Zero-Tolerance equals Zero-Intelligence – Morons in the News [via McGee’s Musings]. Can’t quite see how this Richard Gayle quote get’s to be here [Quote] Oh. What a wonderful Catch-22. A 6 year old is facing expulsion for having a plastic butter spoon in his backback. A spoon he got in the cafeteria and wanted to take home. So if they press for expulsion, the parents will sue the school for provding a dangerous weapon to their 6 year old. Zero-tolerance is for morons. I hope the parents get a ton of money. [Unquote] But I think this is my Hyper-Rationalism thread – it is just not intelligent to apply “laws” scientifically in unscientific situations. Catch 22 at two levels, one at the level of it being rational to be irrational (less than 100% rational anyway), and two at the level of the double-bind of the parents having the school in a no-win situation.

As We Know It

As We Know It – A truly excellent blog from Paul Kelly. Will add to my side-bar, (and blogroll when I get that organised). I blogged earlier the link to a couple of articles I picked-up from the Knowledge Board RSS Klog Aggregator, though Paul’s blog doesn’t actually appear in the K-Board blogroll (?), and I’ve since discovered that Paul has a very rich and balanced vein of philosophical thought and links on what matters about knowledge. I’ve taken off-line copies of the articles to preserve them for the future – it’s amazing how quickly important stuff disappears. (Incidentally, is it my imagination, or is Canada a hotbed of good KM Stuff .)

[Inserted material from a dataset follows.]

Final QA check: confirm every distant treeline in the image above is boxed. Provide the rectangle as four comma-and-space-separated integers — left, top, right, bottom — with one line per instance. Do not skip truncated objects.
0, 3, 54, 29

Blogging was for Hippies ?

Blogging was for Hippies ?Gerry McGovern [via James Robertson] says [Quote] the “hippie” period of “anything goes” in website design and information architecture should well and truly die – if information architecture is to solve problems cost-effectively, it will have to become rigorously defined.[Unquote]
I have interests in standardisation too, in fact that’s how I came to KM, but we need to be very careful not to seek standards in the wrong places. I say, we need to be careful not to throw baby out with the bathwater here. Part of the power of the web and blogging is its freedom and democracy – not very scientific I know, but true. The freedom of extensibility within common frameworks and protocols is good, but fixed ontologies can be the death of us. Democracy is the other key aspect, that whatever standards do come into play, they do so because a community finds it useful to have them, they evolve, adapt and are adopted, not “set”.

Blog Tools

Blog Tools – This from BlogComp, [via Lilia’s blog]
The main current deficiencies in Blogger Pro for me are Categorisation and RSS Aggregation. Although I host my blog content with my own ISP, I make use of Blogger’s own hosted tools and service. I’m not really in a position to have the software hosted elsewhere, unless someone would like to suggest how, in a way that is likely to be cheap and reliable ?

Incidentally, there is an error in the comparison. Blogger Pro does support e-mail posting and active e-mail notification, and it works.